Testing by various people narrowed it down to be the case only for CD boots. It doesn't seem to matter what filesystem is used by the boot volume (i.e. it is triggered for both the normal ISO, as well as for an anyboot image booted from CD). Therefore it seems that the floppy boot image used to boot via El-Torito makes all the difference (this one is used by both the ISO and the anyboot image when burned to CD). If I build an ISO locally everything works fine. If I replace the floppy boot image of my working ISO with the floppy boot image copied off an r1alpha4 release ISO, I can reproduce the failed normalization and eventually the crash (I use kvm to reproduce).

That's what the investigation so far produced. As far as I can tell the floppy boot image as a source really shouldn't matter at the point the normalization happens, since it pretty much just uses find_directory to get to the system/add-ons dir, then appends "kernel/boot" to end up in the boot module symlinks and then adds the image name "pci" (that path then points to the boot module symlink which is normalized to the actual absolute filesystem path). I've cross checked that the PCI module as well as the kernel that is in the boot floppy image are the exact same as the ones on the ISO itself, which indicates that they should be fine.

Since I can't seem to produce a problematic floppy boot image on linux over here, I could only imagine that the build platform used to create the release ISO somehow influences the process. The TAR tool in use on FreeBSD might be the difference, but that's a long shot at best.

[xyzzy]

Replying to mmlr:

Since I can't seem to produce a problematic floppy boot image on linux over here, I could only imagine that the build platform used to create the release ISO somehow influences the process.

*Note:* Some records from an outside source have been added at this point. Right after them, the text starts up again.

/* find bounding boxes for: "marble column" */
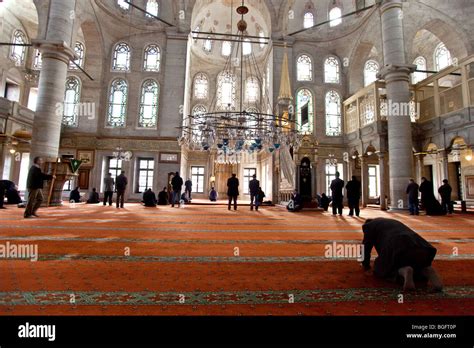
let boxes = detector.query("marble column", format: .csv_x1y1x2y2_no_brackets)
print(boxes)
380,0,415,209
31,0,76,158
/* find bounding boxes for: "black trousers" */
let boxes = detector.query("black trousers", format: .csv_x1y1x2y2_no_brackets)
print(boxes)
228,196,237,210
104,191,114,205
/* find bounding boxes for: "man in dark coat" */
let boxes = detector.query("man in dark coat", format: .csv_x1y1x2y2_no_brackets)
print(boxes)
24,157,56,219
171,172,183,207
331,172,344,215
249,174,260,210
407,179,420,215
362,218,443,291
346,176,361,216
227,174,239,210
115,170,128,208
438,179,454,214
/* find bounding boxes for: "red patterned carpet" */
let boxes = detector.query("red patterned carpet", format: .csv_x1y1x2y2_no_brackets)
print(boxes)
0,204,474,315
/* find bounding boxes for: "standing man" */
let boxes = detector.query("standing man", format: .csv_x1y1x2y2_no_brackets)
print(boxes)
331,172,344,215
407,179,420,215
115,170,128,208
249,174,260,211
171,172,183,207
104,173,115,206
346,176,361,216
184,178,193,200
438,179,454,214
227,174,239,210
24,157,56,219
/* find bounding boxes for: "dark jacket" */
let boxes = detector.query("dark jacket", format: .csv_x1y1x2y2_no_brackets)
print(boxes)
115,174,128,191
171,175,183,191
227,177,239,197
346,180,361,201
407,182,420,202
249,179,260,196
26,165,53,190
331,178,344,200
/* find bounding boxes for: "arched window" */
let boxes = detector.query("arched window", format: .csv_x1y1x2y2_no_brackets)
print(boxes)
411,56,428,84
326,91,341,136
69,41,84,70
296,88,314,133
217,71,236,110
324,57,340,83
296,54,313,81
434,42,453,71
245,76,260,103
221,41,232,57
364,60,379,86
10,30,27,65
138,79,160,128
242,39,252,56
329,7,342,27
303,12,314,29
62,76,81,127
107,78,128,127
194,73,209,99
112,42,130,71
143,45,161,72
145,0,159,18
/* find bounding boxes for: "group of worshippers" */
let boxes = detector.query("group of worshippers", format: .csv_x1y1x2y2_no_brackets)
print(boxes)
406,177,454,215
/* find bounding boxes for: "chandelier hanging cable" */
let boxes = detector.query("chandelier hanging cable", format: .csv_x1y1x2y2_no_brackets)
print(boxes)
178,2,302,163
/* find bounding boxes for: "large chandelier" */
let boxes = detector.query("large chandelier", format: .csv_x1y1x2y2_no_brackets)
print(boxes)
178,2,302,157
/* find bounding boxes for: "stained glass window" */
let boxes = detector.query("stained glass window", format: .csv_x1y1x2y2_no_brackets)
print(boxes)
296,54,313,81
62,76,81,127
143,45,161,72
324,57,340,83
138,79,160,128
107,79,128,127
326,91,341,136
112,42,130,71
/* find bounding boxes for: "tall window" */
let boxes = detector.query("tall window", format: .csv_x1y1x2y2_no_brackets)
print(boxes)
244,168,257,195
191,167,204,193
217,71,236,110
329,7,342,27
69,42,84,70
10,30,27,65
364,60,379,86
143,45,161,72
411,56,427,84
245,76,260,103
194,73,209,99
434,42,453,71
324,57,340,83
303,12,314,29
107,79,128,127
62,76,81,127
146,0,159,18
138,79,160,128
221,41,232,57
326,91,342,136
112,42,130,71
296,88,314,133
296,54,313,81
136,158,155,193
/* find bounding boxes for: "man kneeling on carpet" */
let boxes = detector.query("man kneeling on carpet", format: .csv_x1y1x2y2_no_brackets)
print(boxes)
362,218,443,291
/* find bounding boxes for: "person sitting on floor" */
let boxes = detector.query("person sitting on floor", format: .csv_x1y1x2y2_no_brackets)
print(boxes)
209,187,217,202
143,188,158,208
362,218,443,291
87,187,100,204
69,186,81,203
158,186,169,205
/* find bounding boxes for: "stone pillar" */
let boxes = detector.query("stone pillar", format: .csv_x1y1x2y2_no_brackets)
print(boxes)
380,0,415,209
31,0,76,158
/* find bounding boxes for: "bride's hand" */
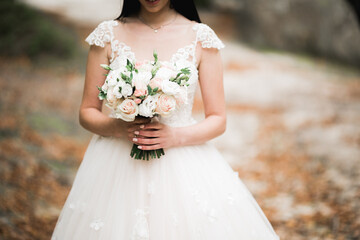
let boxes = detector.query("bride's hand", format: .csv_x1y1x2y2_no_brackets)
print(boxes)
112,118,151,138
128,122,180,150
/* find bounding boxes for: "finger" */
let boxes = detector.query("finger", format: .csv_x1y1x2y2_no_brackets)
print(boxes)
132,118,151,124
133,137,160,145
140,122,164,129
134,130,160,137
138,144,163,150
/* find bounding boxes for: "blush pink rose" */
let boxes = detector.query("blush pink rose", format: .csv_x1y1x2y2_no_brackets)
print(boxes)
118,99,139,122
134,98,141,104
149,77,162,91
134,89,147,97
155,94,176,116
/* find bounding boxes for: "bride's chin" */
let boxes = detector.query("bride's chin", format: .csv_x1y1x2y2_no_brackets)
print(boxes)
140,0,170,12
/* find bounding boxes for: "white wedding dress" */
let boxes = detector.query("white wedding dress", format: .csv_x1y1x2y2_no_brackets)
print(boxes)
52,20,279,240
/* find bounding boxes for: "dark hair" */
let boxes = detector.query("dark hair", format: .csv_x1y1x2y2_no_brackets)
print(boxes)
115,0,201,23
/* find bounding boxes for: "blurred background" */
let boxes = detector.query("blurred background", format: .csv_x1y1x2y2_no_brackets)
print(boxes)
0,0,360,240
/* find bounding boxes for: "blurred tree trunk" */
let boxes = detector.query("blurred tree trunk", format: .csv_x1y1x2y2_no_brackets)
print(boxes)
346,0,360,27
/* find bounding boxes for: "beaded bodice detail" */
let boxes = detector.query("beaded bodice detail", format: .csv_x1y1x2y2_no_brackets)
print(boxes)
85,20,224,126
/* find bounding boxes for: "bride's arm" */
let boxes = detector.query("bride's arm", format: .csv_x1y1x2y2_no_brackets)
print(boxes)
79,44,148,137
129,48,226,150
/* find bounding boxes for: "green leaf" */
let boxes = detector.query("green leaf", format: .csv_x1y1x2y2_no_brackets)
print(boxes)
147,85,152,95
153,50,158,66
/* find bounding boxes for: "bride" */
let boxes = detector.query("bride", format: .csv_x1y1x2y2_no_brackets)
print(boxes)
52,0,279,240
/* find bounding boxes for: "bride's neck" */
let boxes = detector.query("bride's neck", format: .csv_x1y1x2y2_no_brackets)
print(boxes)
139,7,176,25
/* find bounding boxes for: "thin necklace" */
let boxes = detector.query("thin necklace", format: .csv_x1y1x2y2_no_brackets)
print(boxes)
138,14,177,33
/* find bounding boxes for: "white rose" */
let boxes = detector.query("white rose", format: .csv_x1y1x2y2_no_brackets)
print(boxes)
106,70,121,86
110,57,126,70
116,99,139,122
139,95,158,117
106,87,118,108
132,71,151,89
112,83,123,98
101,82,109,92
135,61,153,73
161,80,180,95
156,94,176,116
121,84,132,97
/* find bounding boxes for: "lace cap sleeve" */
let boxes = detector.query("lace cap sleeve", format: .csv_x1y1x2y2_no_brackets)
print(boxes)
194,23,225,49
85,20,118,47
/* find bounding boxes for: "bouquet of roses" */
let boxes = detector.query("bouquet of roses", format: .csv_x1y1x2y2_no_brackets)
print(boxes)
98,52,190,160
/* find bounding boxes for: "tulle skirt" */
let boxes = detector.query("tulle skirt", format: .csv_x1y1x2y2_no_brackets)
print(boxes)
52,135,279,240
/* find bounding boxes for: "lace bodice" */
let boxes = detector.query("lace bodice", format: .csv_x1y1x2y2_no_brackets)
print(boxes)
85,20,225,126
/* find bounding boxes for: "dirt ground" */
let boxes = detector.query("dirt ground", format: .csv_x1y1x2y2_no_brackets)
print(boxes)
0,9,360,240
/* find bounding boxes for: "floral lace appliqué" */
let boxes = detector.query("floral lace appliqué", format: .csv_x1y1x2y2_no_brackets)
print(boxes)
85,20,118,47
193,23,225,49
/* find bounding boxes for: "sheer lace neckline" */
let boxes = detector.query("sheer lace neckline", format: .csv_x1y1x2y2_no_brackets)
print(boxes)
110,20,200,67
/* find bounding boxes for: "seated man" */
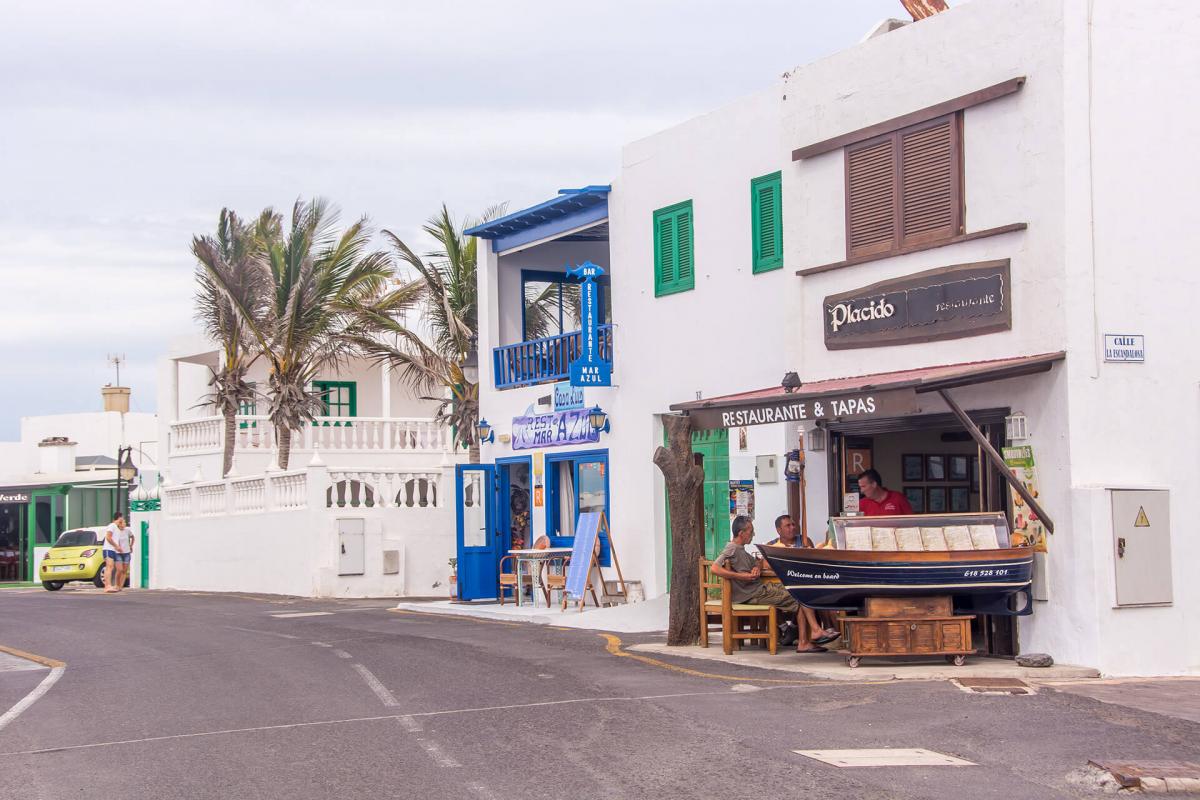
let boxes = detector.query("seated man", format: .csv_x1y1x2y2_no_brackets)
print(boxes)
767,513,840,644
713,516,836,652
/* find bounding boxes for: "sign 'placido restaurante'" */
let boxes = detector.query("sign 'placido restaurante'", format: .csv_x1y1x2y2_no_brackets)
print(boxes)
824,259,1013,350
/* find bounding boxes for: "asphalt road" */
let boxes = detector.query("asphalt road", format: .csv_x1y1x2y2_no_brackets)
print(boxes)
0,588,1200,800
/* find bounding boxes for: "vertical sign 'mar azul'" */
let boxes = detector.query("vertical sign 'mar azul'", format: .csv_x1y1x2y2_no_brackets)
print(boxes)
566,261,612,386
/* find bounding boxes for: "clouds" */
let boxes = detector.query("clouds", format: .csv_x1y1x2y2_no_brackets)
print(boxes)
0,0,901,437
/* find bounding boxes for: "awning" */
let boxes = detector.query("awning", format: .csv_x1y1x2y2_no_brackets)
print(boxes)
671,353,1067,428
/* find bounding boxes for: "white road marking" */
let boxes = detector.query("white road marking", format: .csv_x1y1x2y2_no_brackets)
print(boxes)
0,667,67,730
226,625,300,639
0,686,777,757
354,664,400,708
416,739,462,766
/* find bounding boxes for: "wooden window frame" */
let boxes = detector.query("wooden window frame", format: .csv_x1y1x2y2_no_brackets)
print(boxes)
653,200,696,297
842,110,966,260
750,170,784,275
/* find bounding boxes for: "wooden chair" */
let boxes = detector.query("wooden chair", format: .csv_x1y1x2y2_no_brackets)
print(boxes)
499,555,532,606
700,559,779,656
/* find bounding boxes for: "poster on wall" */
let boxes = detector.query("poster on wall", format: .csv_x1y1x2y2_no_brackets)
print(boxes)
1001,445,1046,553
730,481,754,519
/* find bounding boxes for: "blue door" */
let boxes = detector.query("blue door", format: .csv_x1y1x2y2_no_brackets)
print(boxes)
455,464,503,600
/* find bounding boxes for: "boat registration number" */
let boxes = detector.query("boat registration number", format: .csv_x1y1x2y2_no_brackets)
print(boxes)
962,570,1008,578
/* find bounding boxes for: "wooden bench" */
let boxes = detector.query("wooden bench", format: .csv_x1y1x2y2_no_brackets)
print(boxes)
700,559,779,655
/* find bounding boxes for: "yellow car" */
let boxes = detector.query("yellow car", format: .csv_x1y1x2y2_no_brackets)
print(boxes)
37,528,112,591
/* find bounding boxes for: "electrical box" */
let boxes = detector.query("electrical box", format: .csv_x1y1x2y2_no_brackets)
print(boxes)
1111,489,1172,607
337,519,366,575
754,456,779,483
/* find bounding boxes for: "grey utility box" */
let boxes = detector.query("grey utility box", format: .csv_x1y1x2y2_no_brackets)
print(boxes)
337,519,366,575
1111,489,1171,607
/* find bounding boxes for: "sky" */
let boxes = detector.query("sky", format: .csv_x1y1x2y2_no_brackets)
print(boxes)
0,0,905,440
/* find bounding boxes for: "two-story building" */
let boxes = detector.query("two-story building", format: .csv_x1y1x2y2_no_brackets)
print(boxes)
468,0,1200,674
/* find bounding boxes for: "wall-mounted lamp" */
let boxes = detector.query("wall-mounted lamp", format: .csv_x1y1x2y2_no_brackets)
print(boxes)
804,428,826,452
588,405,612,433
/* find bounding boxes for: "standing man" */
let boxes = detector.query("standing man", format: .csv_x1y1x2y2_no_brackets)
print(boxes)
104,512,133,593
713,516,838,652
858,469,912,517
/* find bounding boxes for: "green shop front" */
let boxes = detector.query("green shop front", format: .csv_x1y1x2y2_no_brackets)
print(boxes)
0,480,119,583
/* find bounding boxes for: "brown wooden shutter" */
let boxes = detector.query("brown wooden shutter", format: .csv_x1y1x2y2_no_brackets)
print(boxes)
899,116,961,247
846,136,896,258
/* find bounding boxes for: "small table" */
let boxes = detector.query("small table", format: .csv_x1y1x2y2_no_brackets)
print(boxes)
509,547,571,608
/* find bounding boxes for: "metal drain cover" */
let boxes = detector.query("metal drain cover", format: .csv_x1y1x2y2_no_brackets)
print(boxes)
952,678,1037,694
792,747,977,766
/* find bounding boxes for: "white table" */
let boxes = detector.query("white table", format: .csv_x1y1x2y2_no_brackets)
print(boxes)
509,547,571,607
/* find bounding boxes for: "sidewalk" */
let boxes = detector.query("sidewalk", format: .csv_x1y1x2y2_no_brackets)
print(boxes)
396,595,671,633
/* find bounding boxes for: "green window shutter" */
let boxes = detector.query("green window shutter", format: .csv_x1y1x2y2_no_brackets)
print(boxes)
750,173,784,273
654,200,696,297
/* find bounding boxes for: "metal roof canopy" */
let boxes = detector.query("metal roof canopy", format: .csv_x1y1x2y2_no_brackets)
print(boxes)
463,185,612,253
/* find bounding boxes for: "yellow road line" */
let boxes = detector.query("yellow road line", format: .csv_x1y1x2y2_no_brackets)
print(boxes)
596,633,898,686
0,644,67,669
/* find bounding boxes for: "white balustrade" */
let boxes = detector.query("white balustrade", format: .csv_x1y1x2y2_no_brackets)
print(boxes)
162,486,192,518
266,471,308,511
170,415,451,455
196,481,229,517
229,477,266,513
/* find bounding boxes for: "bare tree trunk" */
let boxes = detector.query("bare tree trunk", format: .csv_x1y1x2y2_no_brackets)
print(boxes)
654,414,704,646
275,425,292,469
221,408,238,477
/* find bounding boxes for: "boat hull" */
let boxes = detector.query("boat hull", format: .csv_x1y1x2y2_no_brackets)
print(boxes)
758,545,1033,614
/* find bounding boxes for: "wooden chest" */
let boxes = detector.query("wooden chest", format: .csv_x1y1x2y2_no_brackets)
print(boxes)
841,597,974,667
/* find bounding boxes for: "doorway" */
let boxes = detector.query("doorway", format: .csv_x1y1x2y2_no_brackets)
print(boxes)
828,409,1018,657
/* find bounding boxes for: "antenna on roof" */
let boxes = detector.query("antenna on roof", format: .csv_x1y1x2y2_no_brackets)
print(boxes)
108,353,125,386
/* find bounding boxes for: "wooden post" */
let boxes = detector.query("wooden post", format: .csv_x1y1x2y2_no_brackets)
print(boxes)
654,414,704,645
937,389,1054,534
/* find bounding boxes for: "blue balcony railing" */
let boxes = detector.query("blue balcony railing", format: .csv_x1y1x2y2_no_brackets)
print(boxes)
492,325,612,389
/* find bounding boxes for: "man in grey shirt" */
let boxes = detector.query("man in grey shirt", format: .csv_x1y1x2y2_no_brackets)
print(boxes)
713,516,836,652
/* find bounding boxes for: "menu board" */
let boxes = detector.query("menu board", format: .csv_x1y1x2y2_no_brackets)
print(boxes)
896,528,925,552
971,525,1000,551
871,528,896,553
943,525,974,551
920,528,950,551
846,528,874,551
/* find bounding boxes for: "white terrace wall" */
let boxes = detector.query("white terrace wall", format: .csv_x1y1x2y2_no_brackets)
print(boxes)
157,467,455,597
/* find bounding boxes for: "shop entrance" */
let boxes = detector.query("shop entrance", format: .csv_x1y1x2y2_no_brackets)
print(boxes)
828,409,1016,656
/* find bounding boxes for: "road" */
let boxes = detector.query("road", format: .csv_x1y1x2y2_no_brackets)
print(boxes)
0,588,1200,800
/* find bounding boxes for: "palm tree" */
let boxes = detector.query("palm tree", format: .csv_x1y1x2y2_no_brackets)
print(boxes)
200,198,398,469
360,204,504,464
192,209,265,476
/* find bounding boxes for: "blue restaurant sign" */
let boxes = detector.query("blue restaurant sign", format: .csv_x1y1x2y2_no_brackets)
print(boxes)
566,261,612,386
512,408,600,450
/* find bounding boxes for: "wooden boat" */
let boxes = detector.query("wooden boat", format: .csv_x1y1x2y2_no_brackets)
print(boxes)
756,545,1033,615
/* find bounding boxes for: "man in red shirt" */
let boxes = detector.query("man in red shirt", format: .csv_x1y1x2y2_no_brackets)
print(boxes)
858,469,912,517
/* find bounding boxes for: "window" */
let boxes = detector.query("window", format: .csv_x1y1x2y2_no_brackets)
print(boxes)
654,200,696,297
846,114,962,258
312,380,359,416
750,173,784,273
521,270,608,342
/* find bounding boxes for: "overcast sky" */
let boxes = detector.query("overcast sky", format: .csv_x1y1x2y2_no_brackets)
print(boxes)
0,0,904,439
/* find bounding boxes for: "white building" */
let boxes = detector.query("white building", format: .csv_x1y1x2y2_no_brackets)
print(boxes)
468,0,1200,674
151,338,464,597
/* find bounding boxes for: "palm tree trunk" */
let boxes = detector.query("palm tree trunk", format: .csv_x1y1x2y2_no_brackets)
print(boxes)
275,425,292,469
221,408,238,477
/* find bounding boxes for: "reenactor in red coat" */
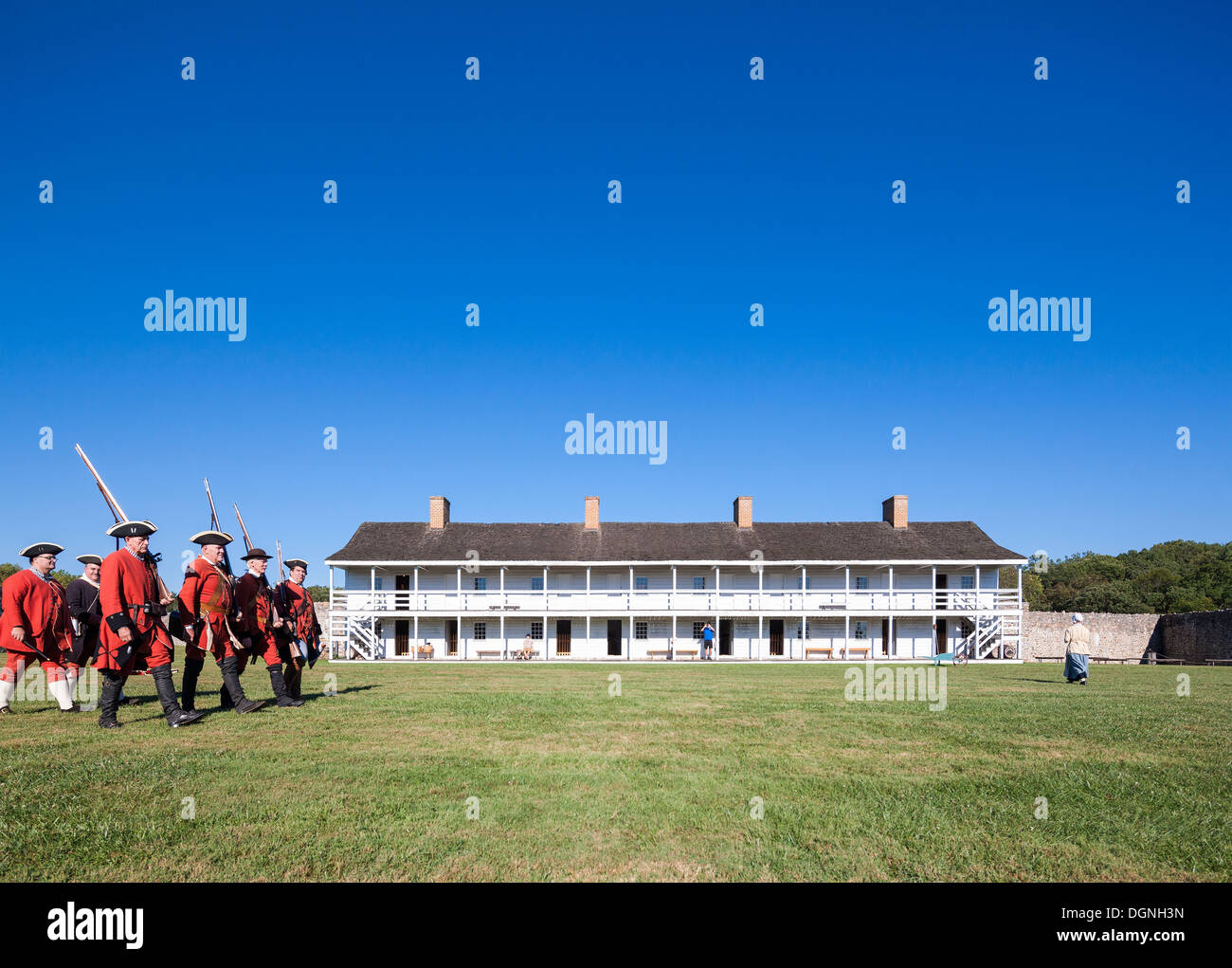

The TAR tool in use on FreeBSD might be the difference, but that's a long shot at best.

Perhaps it is something to do with the order in which the add-ons get loaded from the image, which could be different with different versions of tar or different filesystems on the build machine?

FWIW, I was getting this bug when I was using Fedora 17 as my build system, though IIRC it went away after a while and it never happened when I was building on OS X.

[mmlr]

Replying to xyzzy:

Perhaps it is something to do with the order in which the add-ons get loaded from the image, which could be different with different versions of tar or different filesystems on the build machine?

Yes I've figured it out. It is a bug in the khash code. It skips elements in some cases and therefore, as you said, the order in which they are added to the TAR and eventually added to the module list.

I'm working on a fix.

[kallisti5]

Woot! Thanks mmlr.

Ryan and myself discussed this and we've decided to re-release R1A4 to correct this issue (as well as the networking deadlock issue)

Thanks for finding the problem so quickly!

[mmlr]

Fixed in hrev44835 and hrevr1alpha4-44700 respectively.

[mmlr]

For completeness this is actually a duplicate of #5936. That one was closed with the assumption of stale objects, due to the randomness and rareness of this.